Avoiding Compensation Errors in Retirement Plans


Using an incorrect definition of compensation in your retirement plan can lead to costly operational failures that can affect your plan’s qualified status. Impacted areas may include:

  • Contributions and benefits
    The contributions and benefits provided by the plan could be wrong if an incorrect definition of compensation is used to calculate them. For example, a plan operational failure will occur when an employer makes profit-sharing contributions using base compensation instead of base compensation plus commissions as required by the plan document’s compensation definition.
  • Nondiscrimination requirements
    Excluding items of compensation for non-highly compensated employees could be considered discriminatory, while excluding items of compensation for highly compensated employees is never discriminatory. A qualification failure may occur if the plan excludes overtime (or other) pay from its definition of compensation resulting in non-highly compensated employees receiving a lower contribution rate than highly compensated employees.
  • Employer’s deduction for plan contributions
    A nondeductible contribution may result if the employer uses a higher amount of compensation than that allowed under the Internal Revenue Code (see Code Section 404.) The employer may owe additional tax including excise taxes on the excess (see Code Section 4972 and Pub. 560 - Excise taxes.)
  • Highly compensated or key employees, plan limits and top-heavy minimum benefits
    The plan will have a qualification failure unless it uses the statutory definition of compensation for these limits and minimums (see Code Sections 415 and 416.)
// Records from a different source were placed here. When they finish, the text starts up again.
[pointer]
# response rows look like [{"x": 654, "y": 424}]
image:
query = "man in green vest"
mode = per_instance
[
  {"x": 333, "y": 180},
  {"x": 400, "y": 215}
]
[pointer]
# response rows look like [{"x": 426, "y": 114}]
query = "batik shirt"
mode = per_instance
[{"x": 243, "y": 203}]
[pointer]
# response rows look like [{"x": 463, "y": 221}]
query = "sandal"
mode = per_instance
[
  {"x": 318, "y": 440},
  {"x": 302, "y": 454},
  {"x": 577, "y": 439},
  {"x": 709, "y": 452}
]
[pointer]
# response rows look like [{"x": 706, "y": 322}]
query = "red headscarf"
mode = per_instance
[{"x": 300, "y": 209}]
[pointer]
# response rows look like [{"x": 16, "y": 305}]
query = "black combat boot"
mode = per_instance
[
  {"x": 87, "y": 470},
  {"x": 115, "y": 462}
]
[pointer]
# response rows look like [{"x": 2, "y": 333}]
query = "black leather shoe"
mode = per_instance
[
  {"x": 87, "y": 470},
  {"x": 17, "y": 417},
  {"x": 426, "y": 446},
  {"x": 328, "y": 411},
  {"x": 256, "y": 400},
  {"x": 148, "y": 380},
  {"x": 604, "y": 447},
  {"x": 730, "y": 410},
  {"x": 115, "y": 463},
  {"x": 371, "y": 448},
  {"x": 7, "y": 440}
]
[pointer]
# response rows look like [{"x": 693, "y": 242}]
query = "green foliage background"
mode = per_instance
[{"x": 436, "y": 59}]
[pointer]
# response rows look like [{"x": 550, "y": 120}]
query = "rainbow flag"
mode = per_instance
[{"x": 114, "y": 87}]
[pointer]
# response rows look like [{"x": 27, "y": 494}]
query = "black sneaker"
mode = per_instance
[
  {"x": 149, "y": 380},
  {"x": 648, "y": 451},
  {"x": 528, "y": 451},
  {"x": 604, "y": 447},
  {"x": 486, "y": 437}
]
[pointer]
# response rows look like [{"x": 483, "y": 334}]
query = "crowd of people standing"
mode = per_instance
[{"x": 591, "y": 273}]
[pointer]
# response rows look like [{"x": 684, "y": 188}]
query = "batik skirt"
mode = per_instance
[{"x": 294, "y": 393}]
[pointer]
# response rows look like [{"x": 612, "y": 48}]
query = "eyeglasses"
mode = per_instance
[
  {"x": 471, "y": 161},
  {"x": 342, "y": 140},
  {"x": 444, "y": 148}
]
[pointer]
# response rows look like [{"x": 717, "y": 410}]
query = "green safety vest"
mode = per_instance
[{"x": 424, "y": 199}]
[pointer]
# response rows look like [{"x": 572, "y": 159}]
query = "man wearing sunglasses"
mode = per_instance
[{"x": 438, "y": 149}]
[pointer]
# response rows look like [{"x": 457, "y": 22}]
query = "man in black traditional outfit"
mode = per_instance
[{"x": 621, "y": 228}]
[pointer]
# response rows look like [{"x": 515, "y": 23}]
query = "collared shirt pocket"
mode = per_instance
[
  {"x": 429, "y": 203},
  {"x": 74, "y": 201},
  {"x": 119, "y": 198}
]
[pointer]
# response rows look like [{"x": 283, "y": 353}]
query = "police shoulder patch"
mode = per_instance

Tips to avoid compensation-related failures

  1. Review your plan document’s definitions of compensation for each plan purpose.
  2. Use the statutory definition of compensation when required.
  3. Transmit accurate compensation data for each employee to your payroll processor and plan administrator.
  4. Consider amending your plan to use one definition of compensation for all plan purposes.
  5. Periodically review your plan for errors and fix them as quickly as possible using IRS correction programs.